Colin Barry

LinkedIn / Valuation of High-Growth Firms (BAV, Monday, Week 11)

business-analysis-and-valuationyear-two

How much is LinkedIn worth? We have no idea.

Revenue streams
Recruiters: access to user data, $ for job postings
Advertisers: targeted ads (favorable member demographics)
Premium membership: additional features

Key factors for success:
-- Leadership in professional networking; network-effects business
-- HR is a huge industry
-- Growth in member base, successful outreach to corporate customers

Risks:
-- International expansion: two entrenched competitors
-- User engagement: low versus Facebook (maybe)
-- Hard to open up data to third parties (advertising is not as easy on professional sites)
-- Existing job boards (Monster.com)

So how do we do a valuation?

Multiples:
-- Some rough comparables, but is OpenTable really a good comp for LinkedIn?
-- Metrics are bad --- EBITDA/FCF are less meaningful for rapidly-growing firms
-- Base year --- huge differences between 2010 and 2011 financials
NOT GOOD.

Fundamentals (Abnormal earnings):
-- Highly sensitive to revenue growth --- how well can we estimate this?
-- Uncertain margins --- revenue streams have different margins, and it's not clear which will be significant in the future
-- Unclear beta --- sensitive to business cycle? mitigated by subscription model?

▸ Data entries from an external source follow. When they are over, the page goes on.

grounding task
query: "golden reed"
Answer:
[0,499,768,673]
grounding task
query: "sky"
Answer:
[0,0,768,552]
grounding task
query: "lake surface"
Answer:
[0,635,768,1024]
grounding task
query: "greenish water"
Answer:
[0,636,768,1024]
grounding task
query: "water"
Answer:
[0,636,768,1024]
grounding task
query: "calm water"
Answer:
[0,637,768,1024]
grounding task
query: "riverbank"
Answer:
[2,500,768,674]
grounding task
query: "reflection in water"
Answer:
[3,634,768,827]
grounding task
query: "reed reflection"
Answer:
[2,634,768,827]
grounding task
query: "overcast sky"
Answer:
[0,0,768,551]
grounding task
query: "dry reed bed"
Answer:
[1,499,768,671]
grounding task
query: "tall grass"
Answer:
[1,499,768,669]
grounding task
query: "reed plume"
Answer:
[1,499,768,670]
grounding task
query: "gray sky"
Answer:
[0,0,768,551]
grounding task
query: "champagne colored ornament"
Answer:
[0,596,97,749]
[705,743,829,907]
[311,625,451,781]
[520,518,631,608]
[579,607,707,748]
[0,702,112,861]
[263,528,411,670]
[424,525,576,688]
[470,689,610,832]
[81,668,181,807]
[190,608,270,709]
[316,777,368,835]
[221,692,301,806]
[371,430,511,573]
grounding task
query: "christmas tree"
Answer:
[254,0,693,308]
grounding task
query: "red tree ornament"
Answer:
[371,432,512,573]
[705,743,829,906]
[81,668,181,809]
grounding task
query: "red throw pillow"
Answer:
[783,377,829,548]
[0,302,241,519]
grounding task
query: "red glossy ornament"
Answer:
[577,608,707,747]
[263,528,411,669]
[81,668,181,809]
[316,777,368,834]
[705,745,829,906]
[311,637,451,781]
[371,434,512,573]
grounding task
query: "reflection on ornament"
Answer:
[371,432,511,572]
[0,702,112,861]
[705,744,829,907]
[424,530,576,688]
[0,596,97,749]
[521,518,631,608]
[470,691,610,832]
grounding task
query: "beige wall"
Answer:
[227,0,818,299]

Takeaway: It is really hard to evaluate early-stage companies. Most of the value lies in expectations, and the firm has clear incentives to hype.

How to spot a bubble/mis-pricing:
-- Ask yourself: Are the expectations embedded in this price realistic?
If LinkedIn has to capture 90% of global HR market, probably yes.
If LinkedIn has to capture 2% of global HR market, maybe no.
-- What will a good comparable be in 10 years? Is this a winner-take-all market?